Sunday, February 24, 2008

Size is important in the Ski Industry

I wrote in a recent article about Zermatt how ski resorts have been forced to invest and innovate to remain competitive. Today, I want to focus our attention in all Switzerland. We can found 650 mountain transport and ski lift companies in all the country. They provide access to 12,000 kilometres of ski slopes. With 11,000 employees, the companies are a key economic factor in mountain regions. All together they have a combined annual turnover of approximately SFr840 million.
But most of the Swiss resorts can not compete in the current circunstances. Most of them are small and located in peripheral regions, they have low cash flow, an inability to attract investment capital, and are crippled by high labour costs, services and food. According to professor Thomas Bieger, head of the Institute for Public Services and Tourism at St Gallen University: "The Swiss ski industry is split into two camps: bigger companies (who managed large international resorts) that are innovative and can keep pace with global developments, and too many operators in small ski areas who don't have the means to invest". Bieger told swissinfo that consolidation is one of the answers to the problem. "Only then do you have enough money to make investments". He believes only around 20 of today's 164 medium-to-large ski resorts in Switzerland can be competitive internationally. And the large investments being made by these top 20 are reflected in the price because"If you target the wealthy, you will have stable and higher revenues in the long-run".
Zermatt is one of the Swiss leading resorts with enough capacity to invest to remain competitive, and can afford to focus its attentions on wealthy holidaymakers. But in an increasingly global industry, ski resorts need to look to the international market to found their clients. In Zermatt Swiss market still account for about one-third of all nights spent in local hotels or apartments, but tourist director Daniel Luggen says the number of Swiss visitors has decreased over the past five years and "one of the reasons is that Zermatt has increased capacity (to meet foreign demand)".

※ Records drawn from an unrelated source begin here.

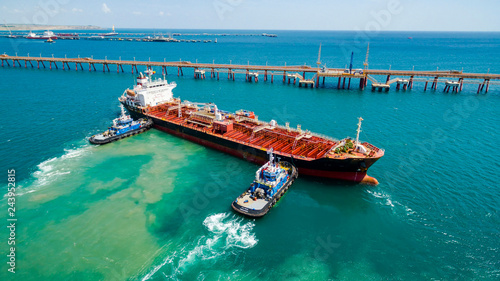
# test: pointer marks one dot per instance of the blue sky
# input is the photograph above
(425, 15)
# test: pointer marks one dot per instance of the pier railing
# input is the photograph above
(286, 72)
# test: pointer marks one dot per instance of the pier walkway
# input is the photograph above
(406, 79)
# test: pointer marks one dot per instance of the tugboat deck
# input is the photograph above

Medium-sized ski areas have important reasons to be worried about their future. First of all they do not have the capacity to draw holidaymakers from international markets. Secondly, they have not the capacity to invest in new facilities. For example a recent study found that one in three Swiss ski lift companies could not afford to upgrade its snowmaking infrastructure – considered a vital survival strategy nowadays. They need outside investors to deal with this, but investors are only interested in "integrated" models where the infrastructure – from the lifts and sport shops to the hotels and restaurants – are under single management. But there is no one company running everything in the typical Swiss resort. "Investors need to be able to make money from income streams that aren't completely snow-related", Rusty Gregory, CEO of California's Mammoth Mountain ski area explained in swissinfo: "It's very important to consolidate these income streams before [they] can bring capital in to improve the lifts and other aspects of the resort". These resorts"are only active in small markets and so it will be much more difficult for them to attract capital or foreign investors" Luggen said. "I'm convinced that some of these resorts will have to close in future".